Люблю цитаты. И стыдился этой любви. Потом прочитал у Мандельштама: «Цитата не есть выписка. Цитата есть цикада. Неумолкаемость ей свойственна». И я успокоился, если не учитывать зависти к бесстрашию и точности Мандельштама.

Александра Коллонтай:

«Сегодня мы хоронили Нансена. Под аркадами университета стоял гроб. Оркестр играл чудесные похоронные марши Грига. Ректор, предпарламента, премьер говорили речи. Публика — в черном. У гроба почетный караул, и среди ученых — старичок капитан Свердруп, тот, что с ним, с Нансеном, ходил в полярные экспедиции.

Торжественная минута тишины. Город — замер, и только птичьи голоса говорили, что жизнь есть жизнь и что она сильнее смерти.

Смерть? Гроб, а в нем останки Фритьофа Нансена. А я его ярко, ярко вижу, ощущаю живым. Смерть — это не его стихия. Она не вяжется с представлением о нем. Просто — нет его. И весть о его смерти не вызвала ни горечи, ни печали. В его смерти, как и во всей его жизни, было что-то, очень нормальное, космически-законное. Разрыв сердца, и конец. Без страданий, без ненужного, медленного старческого угасания.

Помнишь, как он „юношей“ стоял на лестнице, нас провожая? „Юноша“, стройный и ловкий в 70 лет! После гражданской панихиды лишь семья и близкие проводили гроб в крематорий…»

Литератору невозможно не говорить и не писать о технологии литературного труда. Любой увлеченный своей работой сталевар или пахарь с утра до вечера думает и говорит о своем труде. И это считается нормальным и хорошим. Когда так поступает литератор, это считается в чем-то нескромным.

Писательство… Да литераторов только за то уважать и почитать можно, что они таким делом, как выведение на бумаге загогулин, всю жизнь занимаются. Сколько переписчикам-писарям в летописные времена платили? Уйму! Какая сегодняшнего линотиписта зарплата? Ну, не меньше двухсот двадцати рублей. В моем однотомнике больше тысячи машинописных страниц. Они писаны от руки, а затем перепечатаны мною будем считать три раза. На самом деле — неизмеримо больше. Отринем душевную травму, связанную с тем, что ты не профессиональная машинистка, которая спокойно уверена в том, что получит за каждую страницу по тридцать копеек. А ты совершенно ни в чем не уверен. Так вот, только за пачкание бумаги алфавитными значками я должен получать в десять раз больше девочки-линотипистки в нашей образцовой типографии…

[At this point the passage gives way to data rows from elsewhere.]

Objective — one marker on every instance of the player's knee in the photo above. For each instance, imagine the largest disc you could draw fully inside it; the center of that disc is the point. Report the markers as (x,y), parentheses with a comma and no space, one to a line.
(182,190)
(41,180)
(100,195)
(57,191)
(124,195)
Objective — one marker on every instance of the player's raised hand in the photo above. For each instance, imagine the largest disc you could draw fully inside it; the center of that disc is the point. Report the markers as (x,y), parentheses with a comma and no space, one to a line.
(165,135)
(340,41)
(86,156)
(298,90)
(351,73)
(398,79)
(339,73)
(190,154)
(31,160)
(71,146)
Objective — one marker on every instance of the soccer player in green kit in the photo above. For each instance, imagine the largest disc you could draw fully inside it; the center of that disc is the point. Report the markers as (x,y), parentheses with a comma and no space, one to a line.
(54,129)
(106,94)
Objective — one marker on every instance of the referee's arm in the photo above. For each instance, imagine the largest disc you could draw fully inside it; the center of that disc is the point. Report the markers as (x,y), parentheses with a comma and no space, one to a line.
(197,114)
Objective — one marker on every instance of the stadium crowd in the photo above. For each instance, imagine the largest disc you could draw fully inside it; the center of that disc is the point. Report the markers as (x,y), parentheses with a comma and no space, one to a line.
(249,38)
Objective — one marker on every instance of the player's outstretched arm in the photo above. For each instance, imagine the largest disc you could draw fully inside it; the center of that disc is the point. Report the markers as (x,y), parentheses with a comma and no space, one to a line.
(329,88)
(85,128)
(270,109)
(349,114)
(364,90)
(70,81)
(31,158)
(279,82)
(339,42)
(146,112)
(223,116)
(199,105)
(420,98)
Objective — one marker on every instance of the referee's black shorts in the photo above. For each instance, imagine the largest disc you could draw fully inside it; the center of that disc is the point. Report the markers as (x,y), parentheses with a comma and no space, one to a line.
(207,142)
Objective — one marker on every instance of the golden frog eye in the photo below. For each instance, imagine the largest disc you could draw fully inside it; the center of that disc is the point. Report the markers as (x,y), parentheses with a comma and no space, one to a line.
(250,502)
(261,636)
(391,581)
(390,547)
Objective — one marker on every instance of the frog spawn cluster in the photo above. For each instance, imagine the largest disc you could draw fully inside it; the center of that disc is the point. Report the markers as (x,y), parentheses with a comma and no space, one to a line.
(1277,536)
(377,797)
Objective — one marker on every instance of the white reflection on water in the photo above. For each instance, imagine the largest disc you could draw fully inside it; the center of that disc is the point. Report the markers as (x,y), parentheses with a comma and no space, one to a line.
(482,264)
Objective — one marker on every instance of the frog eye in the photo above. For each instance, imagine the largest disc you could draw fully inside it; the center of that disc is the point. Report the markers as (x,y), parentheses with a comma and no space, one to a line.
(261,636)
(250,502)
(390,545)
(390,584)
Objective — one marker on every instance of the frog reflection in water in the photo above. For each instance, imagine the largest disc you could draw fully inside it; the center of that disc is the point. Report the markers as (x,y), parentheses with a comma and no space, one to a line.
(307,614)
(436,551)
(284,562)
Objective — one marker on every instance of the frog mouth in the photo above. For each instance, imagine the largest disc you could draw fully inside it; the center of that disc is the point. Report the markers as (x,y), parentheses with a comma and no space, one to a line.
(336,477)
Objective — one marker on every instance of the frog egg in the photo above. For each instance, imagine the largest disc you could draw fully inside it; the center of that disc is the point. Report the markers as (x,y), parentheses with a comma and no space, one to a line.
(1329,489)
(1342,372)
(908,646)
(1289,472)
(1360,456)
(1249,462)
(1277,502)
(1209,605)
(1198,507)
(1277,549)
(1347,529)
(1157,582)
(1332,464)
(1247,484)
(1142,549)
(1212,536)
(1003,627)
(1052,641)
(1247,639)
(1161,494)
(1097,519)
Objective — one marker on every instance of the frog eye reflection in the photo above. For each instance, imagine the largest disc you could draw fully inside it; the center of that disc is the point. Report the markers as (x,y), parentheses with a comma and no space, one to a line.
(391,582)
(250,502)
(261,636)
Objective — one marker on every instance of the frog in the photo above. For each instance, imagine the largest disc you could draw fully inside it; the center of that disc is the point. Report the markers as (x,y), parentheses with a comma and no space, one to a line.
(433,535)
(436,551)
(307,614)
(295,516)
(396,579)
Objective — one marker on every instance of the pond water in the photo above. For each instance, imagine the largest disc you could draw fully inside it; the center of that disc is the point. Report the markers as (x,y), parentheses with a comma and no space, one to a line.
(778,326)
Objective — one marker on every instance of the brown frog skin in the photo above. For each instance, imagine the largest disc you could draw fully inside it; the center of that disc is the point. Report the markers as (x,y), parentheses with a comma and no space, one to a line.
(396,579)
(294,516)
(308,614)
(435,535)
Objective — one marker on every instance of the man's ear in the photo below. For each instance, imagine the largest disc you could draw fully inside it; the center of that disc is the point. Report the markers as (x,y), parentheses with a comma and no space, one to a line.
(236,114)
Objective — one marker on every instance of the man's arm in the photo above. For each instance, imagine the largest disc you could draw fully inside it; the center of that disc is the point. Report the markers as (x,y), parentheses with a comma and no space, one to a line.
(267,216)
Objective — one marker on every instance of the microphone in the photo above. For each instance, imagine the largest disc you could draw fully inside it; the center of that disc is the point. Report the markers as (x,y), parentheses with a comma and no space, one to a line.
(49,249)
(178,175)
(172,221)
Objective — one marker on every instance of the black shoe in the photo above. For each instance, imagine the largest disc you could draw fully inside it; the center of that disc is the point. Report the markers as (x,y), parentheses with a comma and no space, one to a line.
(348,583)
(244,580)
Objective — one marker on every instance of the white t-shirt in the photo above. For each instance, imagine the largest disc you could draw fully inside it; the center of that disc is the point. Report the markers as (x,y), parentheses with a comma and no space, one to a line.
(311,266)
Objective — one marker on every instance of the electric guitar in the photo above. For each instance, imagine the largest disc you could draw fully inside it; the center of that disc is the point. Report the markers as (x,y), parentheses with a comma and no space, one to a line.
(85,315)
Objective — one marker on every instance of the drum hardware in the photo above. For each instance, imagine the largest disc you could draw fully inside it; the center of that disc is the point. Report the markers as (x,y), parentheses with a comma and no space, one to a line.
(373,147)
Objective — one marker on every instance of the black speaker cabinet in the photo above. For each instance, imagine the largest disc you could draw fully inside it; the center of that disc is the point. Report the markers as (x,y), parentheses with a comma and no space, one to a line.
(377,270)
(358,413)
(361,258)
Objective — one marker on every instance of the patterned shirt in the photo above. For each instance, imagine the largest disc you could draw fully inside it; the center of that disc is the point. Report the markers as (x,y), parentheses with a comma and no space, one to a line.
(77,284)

И все-таки писателем стоит стать хотя бы для того, чтобы испытать злобно-садистскую, торжествующую радость при разрывании в клочья черновиков.

Не получается? Не начать? Страшно?..

Все равно пиши! Пиши все подряд! Никаких вдохновений! Есть шанс, что механика, процесс письма выведет к мысли и деталям, имеющим и какое-то значение, нужность, ибо писание раскачивает тормозные колодки души — оно для этого и придумано! Только начинай!

Если не лицемерить, называя имена известных писателей, которые так или иначе откликнулись на мои первые рассказы, — а мы обычно из чувства глубокой благодарности обязательно перечисляем их в списке своих учителей, — то единственным учителем литературного ремесла я почитаю редактора — организатора литобъединения при издательстве «Советский писатель» в Ленинграде Маргариту Степановну Довлатову. (Она автор замечательных воспоминаний об Ольге Форш.)

Что Маро была за человек, видно из первой попавшейся сейчас мне на глаза ее открытки. Писана открытка в Керчь, где я в этот момент сражался со стивидором Хрунжим и милицией.

«Драгоценнейший Вик-Вик! Опять вы мечетесь где-то за туманностью Андромеды. Но если вам хорошо там, можете оставаться без нас вечно. Ничего, не сдохнем с горя. Вы хорошо усвоили одно обстоятельство: моряку придается особое обаяние в народе. Биография моряка всегда потрясает воображение человечества. Со времен гомеровской Одиссеи моряки втерлись в душу сухопутного читателя… Да! Меняю прелестную молодую женщину Олю, 30 лет, образ. высшее, на первоклассную, заграничную шариковую или иную ручку. Не хочешь — не надо!»

Тут вся Маро, беспощадная в правде: ведь я действительно на девяносто процентов обязан морской тематике тем, что ко мне есть определенный интерес. Это не самоуничижение — правда. И я в этом отдавал и отдаю себе отчет, то есть использую, увы, сознательно.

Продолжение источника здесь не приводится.